他們傾力養成的孩子,本該是少年英傑,謙謙君子,一派門面,前二者都有了,十歲時,修凡初顯天資,師姐都感慨他們這土窩窩竟還能飛出個小金龍,簡直師祖顯靈。
但是,後者,唉,小時候還好,圓滾滾的小孩,眼睛眯著小,也還算冰雪可愛,後來長大了,抽條了,這,這完全就不對勁了。
你看過誰家一派門面,出門在外,瞪著一雙死不瞑目的魚目嗎?還有越發古怪的想法,毫無起伏的聲調,整一個木偶人,別說,千機門的木偶人都比他靈動!

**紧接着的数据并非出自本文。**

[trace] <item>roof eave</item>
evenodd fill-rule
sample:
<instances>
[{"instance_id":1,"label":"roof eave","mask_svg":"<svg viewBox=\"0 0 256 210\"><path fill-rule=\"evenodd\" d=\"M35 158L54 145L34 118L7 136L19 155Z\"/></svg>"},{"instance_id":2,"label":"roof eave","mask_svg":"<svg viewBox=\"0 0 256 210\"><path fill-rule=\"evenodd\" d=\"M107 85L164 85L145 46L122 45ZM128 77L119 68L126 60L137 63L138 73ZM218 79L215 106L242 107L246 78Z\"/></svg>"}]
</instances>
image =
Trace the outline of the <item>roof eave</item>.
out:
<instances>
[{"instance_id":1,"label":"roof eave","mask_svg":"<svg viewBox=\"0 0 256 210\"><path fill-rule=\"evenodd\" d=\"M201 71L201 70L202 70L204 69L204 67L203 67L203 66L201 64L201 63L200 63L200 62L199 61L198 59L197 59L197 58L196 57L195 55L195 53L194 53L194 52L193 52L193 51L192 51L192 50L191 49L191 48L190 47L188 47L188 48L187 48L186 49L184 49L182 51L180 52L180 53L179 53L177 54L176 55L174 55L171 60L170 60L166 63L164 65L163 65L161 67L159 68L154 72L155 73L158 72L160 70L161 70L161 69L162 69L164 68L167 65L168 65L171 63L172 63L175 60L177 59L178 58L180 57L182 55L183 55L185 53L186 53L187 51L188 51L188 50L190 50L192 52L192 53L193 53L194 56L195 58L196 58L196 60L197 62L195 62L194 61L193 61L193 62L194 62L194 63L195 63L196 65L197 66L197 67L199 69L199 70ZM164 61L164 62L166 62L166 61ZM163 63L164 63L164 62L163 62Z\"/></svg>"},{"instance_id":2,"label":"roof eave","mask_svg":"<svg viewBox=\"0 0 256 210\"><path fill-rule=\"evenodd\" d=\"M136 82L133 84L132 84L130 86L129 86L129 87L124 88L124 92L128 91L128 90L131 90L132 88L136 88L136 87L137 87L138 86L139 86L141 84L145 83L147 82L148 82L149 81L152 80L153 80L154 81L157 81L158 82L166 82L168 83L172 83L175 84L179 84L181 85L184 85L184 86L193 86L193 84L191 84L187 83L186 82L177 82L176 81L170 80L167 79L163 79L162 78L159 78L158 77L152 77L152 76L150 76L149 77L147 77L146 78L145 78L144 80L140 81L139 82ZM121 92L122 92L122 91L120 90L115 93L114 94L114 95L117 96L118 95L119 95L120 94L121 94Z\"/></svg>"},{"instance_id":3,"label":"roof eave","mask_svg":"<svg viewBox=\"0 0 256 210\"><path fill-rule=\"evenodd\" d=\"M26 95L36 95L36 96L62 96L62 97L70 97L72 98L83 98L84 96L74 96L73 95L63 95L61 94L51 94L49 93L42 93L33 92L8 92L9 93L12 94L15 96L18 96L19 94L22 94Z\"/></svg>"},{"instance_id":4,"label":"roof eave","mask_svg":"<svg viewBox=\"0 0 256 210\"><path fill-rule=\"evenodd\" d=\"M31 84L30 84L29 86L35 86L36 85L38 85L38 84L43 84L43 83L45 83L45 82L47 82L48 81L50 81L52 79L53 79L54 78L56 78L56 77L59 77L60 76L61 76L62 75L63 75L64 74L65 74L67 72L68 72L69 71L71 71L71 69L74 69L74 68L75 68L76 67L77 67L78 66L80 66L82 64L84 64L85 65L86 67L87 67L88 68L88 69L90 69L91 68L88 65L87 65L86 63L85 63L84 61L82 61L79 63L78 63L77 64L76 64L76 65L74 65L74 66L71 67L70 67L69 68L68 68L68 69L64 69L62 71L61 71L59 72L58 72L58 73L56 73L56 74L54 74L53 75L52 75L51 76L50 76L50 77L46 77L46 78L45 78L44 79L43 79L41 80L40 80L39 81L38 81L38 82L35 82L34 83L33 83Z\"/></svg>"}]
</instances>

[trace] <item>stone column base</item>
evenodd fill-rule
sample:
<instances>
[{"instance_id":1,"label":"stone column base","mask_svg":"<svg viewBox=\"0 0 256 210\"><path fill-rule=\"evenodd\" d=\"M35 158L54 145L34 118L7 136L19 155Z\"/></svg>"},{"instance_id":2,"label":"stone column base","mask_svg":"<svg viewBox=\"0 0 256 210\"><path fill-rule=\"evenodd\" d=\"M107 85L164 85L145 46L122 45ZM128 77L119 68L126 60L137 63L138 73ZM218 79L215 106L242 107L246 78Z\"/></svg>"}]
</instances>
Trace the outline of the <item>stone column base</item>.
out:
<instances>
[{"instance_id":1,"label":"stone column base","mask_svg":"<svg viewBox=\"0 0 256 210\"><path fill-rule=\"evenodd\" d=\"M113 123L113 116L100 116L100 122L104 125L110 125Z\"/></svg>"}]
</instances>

有時候,藥煉都懷疑,是不是十歲那一磕,把這孩子的腦子給磕壞了,別說放出去了,在宗門裡,不說人憎狗嫌,也是人人避讓,和氣如他偶爾都被氣的跳腳。
他們本指望著這孩子下山後能一鳴驚人,闖出名聲來,好為他們越髮式微的萬變門吸收些新鮮血液。
可修凡這般,一張嘴就得罪人,不結仇就是師祖保佑,指望他拓展人脈,結交名門弟子,簡直是痴人說夢。但這輩就李修凡修為到了,百年一遇的上古秘境,好東西可不少,哪怕擔心,也只能讓那孩子去了。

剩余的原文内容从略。